In [None]:
# Cleaning and preparing text data
# Building feature vectors from text documents
# training a machine learning model to classify positive and negative movie reviews
# working with large text datasets using out-of-core learning

In [9]:
import pyprind
import pandas as pd
import os

pbar = pyprind.ProgBar(50000)
labels = {'pos':1, 'neg':0}
df = pd.DataFrame()
for s in ('test', 'train'):
    for l in ('pos','neg'):
        path = './aclImdb/%s/%s' % (s,l)
        for file in os.listdir(path):
            with open(os.path.join(path,file), 'r') as infile:txt = infile.read()
            df = df.append([[txt, labels[l]]], ignore_index=True)
            pbar.update()
df.columns = ['review','sentiment']

0% [##############################] 100% | ETA: 00:00:00
Total time elapsed: 00:11:22


In [10]:
#randomise and save
import numpy as np
np.random.seed(0)
df = df.reindex(np.random.permutation(df.index))
df.to_csv('./movie_data.csv', index=False)


In [11]:
df = pd.read_csv('./movie_data.csv')
df.head(5)

Unnamed: 0,review,sentiment
0,It is not surprising that this film was made b...,1
1,Big disappointment. CLASH BY NIGHT is much to ...,0
2,The movie seemed to appeal me because of the n...,0
3,I first saw this movie about 20 years ago and ...,1
4,Disappointing film. Performance of actors is w...,0


In [14]:
"""Bag of words - allows us to represent text as numerical feature vectors
- we create a vocabulary of unique tokens - for example, words - from the entire set of documents
- we construct a feature vector from each document that contains the counts of how often each word occurs in the particular document.
"""

""" 
CountVectorizer class takes an array of text data, which can be documents or just sentences,
and constructs the bad-of-words model
"""

from sklearn.feature_extraction.text import CountVectorizer
count = CountVectorizer()
docs = np.array([
    'The sun is shining',
    'The weather is sweet',
    'The sun is shining and the weather is sweet'
])
bag = count.fit_transform(docs)
print(count.vocabulary_)
print(bag.toarray())

{'the': 5, 'sun': 3, 'is': 1, 'shining': 2, 'weather': 6, 'sweet': 4, 'and': 0}
[[0 1 1 1 0 1 0]
 [0 1 0 0 1 1 1]
 [1 2 1 1 1 2 1]]


In [17]:
# term frequency-inverse document frequency is used to downweight frequently ocurring words in the feature vectors
from sklearn.feature_extraction.text import TfidfTransformer
tfidf = TfidfTransformer()
np.set_printoptions(precision=2)
print(tfidf.fit_transform(count.fit_transform(docs)).toarray())
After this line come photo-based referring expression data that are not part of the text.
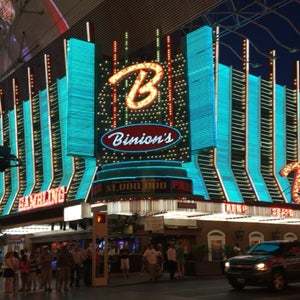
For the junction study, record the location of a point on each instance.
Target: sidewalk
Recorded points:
(141, 278)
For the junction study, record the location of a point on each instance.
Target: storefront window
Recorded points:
(255, 238)
(290, 236)
(216, 243)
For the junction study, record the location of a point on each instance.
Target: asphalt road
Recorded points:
(178, 290)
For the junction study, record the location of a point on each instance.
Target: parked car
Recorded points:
(273, 264)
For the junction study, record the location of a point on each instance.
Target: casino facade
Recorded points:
(171, 137)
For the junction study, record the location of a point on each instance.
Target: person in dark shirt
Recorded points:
(33, 270)
(124, 255)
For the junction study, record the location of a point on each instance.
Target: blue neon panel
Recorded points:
(194, 173)
(67, 161)
(223, 150)
(46, 144)
(87, 179)
(280, 141)
(201, 88)
(81, 104)
(29, 153)
(2, 174)
(14, 171)
(253, 141)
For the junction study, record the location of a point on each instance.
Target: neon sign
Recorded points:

[[ 0.    0.43  0.56  0.56  0.    0.43  0.  ]
 [ 0.    0.43  0.    0.    0.56  0.43  0.56]
 [ 0.4   0.48  0.31  0.31  0.31  0.48  0.31]]


In [35]:
"""CLEANING DATA"""
import re
def preprocessor(text):
    text = re.sub('<[^>]*>', '', text)
    emoticons = re.findall('(?::|;|=)(?:-)?(?:\)|\(|D|P)',text)
    text = re.sub('[\W]+', ' ', text.lower()) + \
    ''.join(emoticons).replace('-','')
    return text
preprocessor(df.loc[0, 'review'][-50:])   
preprocessor("</a>This :) is :(a test :-) !")

'this is a test :):(:)'

In [36]:
df['review'] = df['review'].apply(preprocessor)

In [38]:
"""Processing documents into tokens
split the tect corpora into individual elements

One way to tokenize documents is to split them into individual words by splitting the cleaned
document at its whitespace characters

"""

def tokenizer(text):
    return text.split()
tokenizer('running like running and thus they run')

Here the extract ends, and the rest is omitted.